Senado analisa acordo entre Brasil e Chile para evitar bitributação e estimular investimentos

Presidente da República, Luiz Inácio Lula da Silva e o ao lado do Presidente do Chile, Gabriel Boric | Créditos: Ricardo Stuckert/PR


O Congresso Nacional analisa uma proposta que atualiza o acordo entre Brasil e Chile para evitar a bitributação sobre a mesma renda. A medida moderniza regras sobre royalties, troca de informações e procedimentos entre as administrações tributárias. Já aprovada pela Câmara, a proposta está pronta para votação no Senado. Por ser um decreto legislativo, entra em vigor após a promulgação, sem necessidade de sanção presidencial.

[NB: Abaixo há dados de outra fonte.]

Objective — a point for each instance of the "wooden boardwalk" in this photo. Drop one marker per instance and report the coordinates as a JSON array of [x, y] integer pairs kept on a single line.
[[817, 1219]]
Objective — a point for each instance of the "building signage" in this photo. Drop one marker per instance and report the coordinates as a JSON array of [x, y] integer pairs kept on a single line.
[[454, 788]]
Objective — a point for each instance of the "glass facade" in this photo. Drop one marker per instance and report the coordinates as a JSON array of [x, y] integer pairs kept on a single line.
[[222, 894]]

Especialistas ouvidos apontam que o novo protocolo trará maior segurança jurídica, alinhando práticas aos padrões da OCDE e reduzindo incertezas sobre residência fiscal e tributação de rendimentos transnacionais. O tributarista Marco Ruzano destaca que a atualização acompanha a evolução das transações globais e pode inibir a evasão fiscal.

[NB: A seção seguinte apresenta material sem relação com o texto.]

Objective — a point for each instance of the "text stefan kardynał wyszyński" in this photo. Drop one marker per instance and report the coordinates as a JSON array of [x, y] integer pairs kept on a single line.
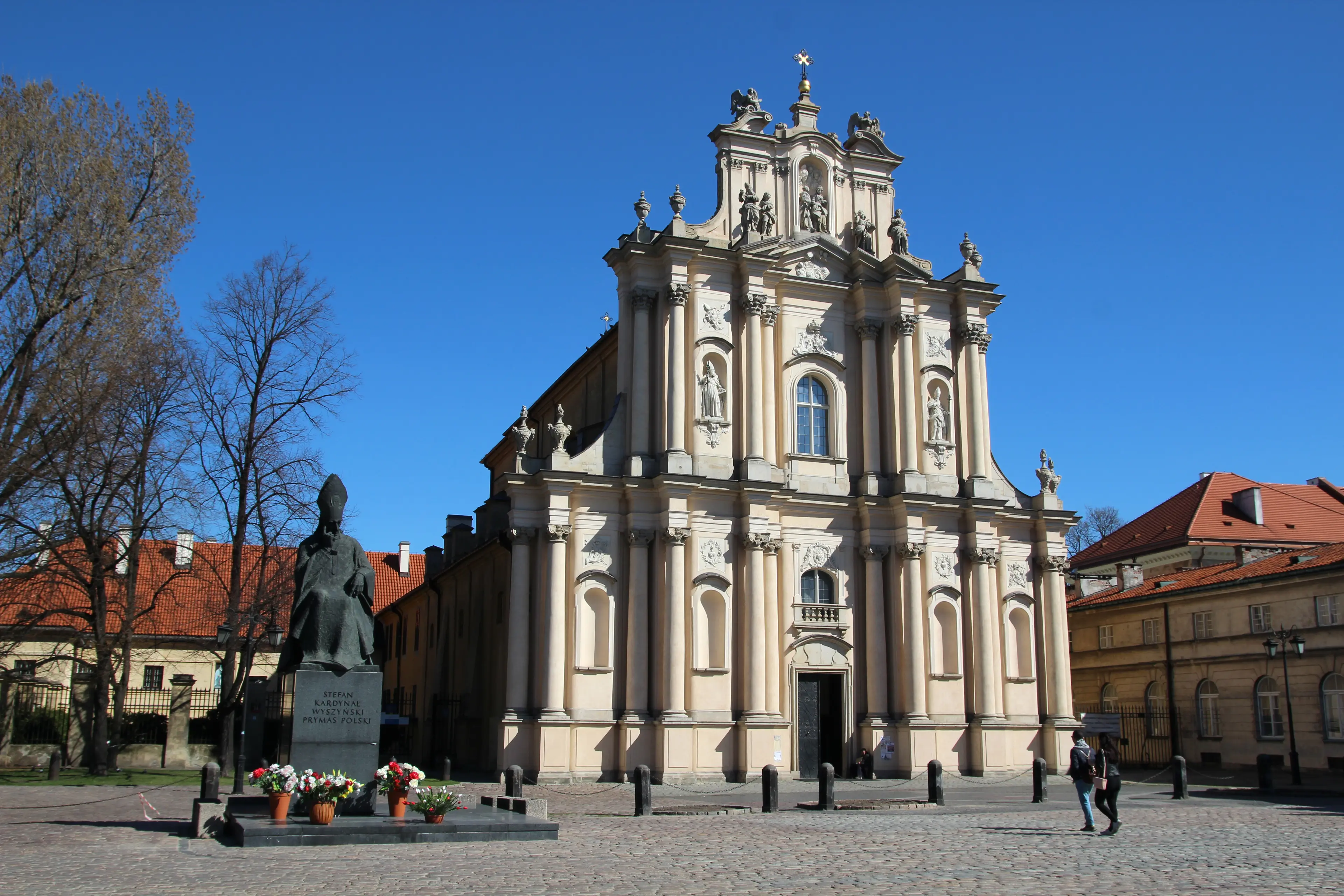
[[336, 708]]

Segundo o economista Hugo Garbe, a medida corrige distorções que oneravam operações legítimas. Já o especialista em direito internacional Marcelo Godke avalia que o acordo deve favorecer, inicialmente, os investimentos do Chile no Brasil, especialmente nos setores de energia, varejo, logística e agronegócio.

Para o administrador Leonardo Roesler, a aprovação é essencial para estimular o comércio bilateral com menor custo tributário e mais previsibilidade.